For good residual sugar: min 0.900000, max 15.400000, mean 2.535965, standard deviation of original df 1.409487
For bad residual sugar: min 1.200000, max 15.500000, mean 2.542070, standard deviation of original df 1.409487

For good chlorides: min 0.012000, max 0.415000, mean 0.082661, standard deviation of original df 0.047051
For ba

Looking purely at mean values in relation to the standard deviation of the original dataframe, it seems like there are notable differences in volatile acidity and alcohol content. It also seems like there's potentially a divide in total sulfur dioxide. I'll start with these three features when training my model.
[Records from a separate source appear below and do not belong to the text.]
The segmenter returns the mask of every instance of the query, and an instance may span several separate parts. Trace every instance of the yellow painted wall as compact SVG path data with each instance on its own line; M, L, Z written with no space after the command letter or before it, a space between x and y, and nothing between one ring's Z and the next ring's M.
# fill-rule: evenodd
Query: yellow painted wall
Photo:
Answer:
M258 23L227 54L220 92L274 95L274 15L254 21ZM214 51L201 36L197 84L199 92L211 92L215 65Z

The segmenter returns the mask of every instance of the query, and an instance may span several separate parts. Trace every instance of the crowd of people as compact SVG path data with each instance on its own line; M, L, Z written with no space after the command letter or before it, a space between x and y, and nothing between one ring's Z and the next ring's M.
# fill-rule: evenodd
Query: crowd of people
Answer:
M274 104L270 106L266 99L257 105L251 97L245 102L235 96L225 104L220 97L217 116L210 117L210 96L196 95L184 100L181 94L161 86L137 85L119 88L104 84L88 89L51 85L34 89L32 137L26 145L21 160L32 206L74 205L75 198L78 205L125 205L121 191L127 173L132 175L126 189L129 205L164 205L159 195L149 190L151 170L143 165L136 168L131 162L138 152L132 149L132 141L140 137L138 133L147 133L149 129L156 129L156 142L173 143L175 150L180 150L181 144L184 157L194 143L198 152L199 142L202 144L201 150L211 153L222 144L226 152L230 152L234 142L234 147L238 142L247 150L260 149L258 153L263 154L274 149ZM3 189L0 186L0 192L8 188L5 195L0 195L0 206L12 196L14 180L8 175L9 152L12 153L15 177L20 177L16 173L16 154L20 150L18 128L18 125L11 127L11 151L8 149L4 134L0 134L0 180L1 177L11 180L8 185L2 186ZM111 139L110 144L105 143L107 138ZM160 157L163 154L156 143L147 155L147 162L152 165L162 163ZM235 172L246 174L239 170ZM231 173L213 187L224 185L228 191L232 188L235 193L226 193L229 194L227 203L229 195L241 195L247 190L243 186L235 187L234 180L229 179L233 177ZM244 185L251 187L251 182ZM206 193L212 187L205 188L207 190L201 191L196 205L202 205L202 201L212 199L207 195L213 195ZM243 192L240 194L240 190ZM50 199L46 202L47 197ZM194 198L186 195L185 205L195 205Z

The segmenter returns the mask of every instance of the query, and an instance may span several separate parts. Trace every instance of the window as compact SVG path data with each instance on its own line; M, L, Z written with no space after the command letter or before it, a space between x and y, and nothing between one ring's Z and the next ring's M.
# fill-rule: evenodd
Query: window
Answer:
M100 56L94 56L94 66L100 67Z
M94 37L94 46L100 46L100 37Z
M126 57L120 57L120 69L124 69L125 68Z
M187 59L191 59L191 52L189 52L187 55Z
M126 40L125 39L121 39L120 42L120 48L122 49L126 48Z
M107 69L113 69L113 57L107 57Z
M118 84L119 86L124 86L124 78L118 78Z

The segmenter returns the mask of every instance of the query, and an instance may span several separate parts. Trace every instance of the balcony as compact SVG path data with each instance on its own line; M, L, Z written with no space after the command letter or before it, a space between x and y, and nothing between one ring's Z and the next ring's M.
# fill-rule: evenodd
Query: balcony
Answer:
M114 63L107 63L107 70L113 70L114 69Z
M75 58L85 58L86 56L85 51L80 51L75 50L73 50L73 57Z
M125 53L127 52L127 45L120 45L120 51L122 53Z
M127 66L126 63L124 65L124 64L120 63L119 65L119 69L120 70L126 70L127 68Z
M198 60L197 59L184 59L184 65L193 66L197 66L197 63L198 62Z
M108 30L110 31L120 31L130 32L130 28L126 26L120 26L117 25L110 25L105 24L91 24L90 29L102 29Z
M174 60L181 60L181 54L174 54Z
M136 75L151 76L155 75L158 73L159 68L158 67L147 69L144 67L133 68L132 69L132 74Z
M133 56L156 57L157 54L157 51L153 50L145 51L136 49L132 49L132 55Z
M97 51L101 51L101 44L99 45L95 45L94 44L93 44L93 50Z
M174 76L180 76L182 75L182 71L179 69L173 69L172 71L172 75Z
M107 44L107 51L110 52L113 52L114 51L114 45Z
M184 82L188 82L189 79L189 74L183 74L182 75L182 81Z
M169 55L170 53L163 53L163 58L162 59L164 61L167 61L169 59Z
Ultimately, this model should help folks when buying wine. Because money is on the line, it's important that the wines we classify as good are truly good. We don't mind if some good wines are classified as bad, but we would rather not recommend bad wines as good and waste a user's money. Therefore, we want a **high precision** model.

In [19]:
from sklearn.model_selection import train_test_split, GridSearchCV
from sklearn.tree import DecisionTreeClassifier
from sklearn.metrics import fbeta_score, make_scorer

# Split the data into 80% training and 20% testing sets, setting random state
X_train, X_test, y_train, y_test = train_test_split(X_grouped, y_grouped, test_size=0.2, random_state=42, shuffle=True)

# Create a f_beta_scorer and set beta to 0.5, because we want to learn towards a high precision model
scorer = make_scorer(fbeta_score, beta=0.5)

# Find some great hyperparameters, starting with arbitrarily set options
clf = DecisionTreeClassifier(random_state=42)
parameters = {'criterion': ['entropy', 'gini'], 'max_depth': [2, 4, 6, 8, 10], 'min_samples_leaf': [2, 4, 6, 8, 10]}

grid_obj = GridSearchCV(clf, parameters, scoring=scorer)
grid_fit = grid_obj.fit(X_grouped, y_grouped, None)
best_clf = grid_fit.best_estimator_

# Fit the model and check the fbeta_score
best_clf.fit(X_train, y_train)

y_pred = best_clf.predict(X_test)

fbeta_score(y_test, y_pred, 0.5)


0.7442116868798236

In [20]:
# Parameters of the best model so far
grid_fit.best_params_

{'criterion': 'gini', 'max_depth': 4, 'min_samples_leaf': 2}

Using these three hyperparameters in a grid search approach, we find that the best parameters with all features has an f_0.5 score of 0.744, which isn't the best but isn't a terrible first model.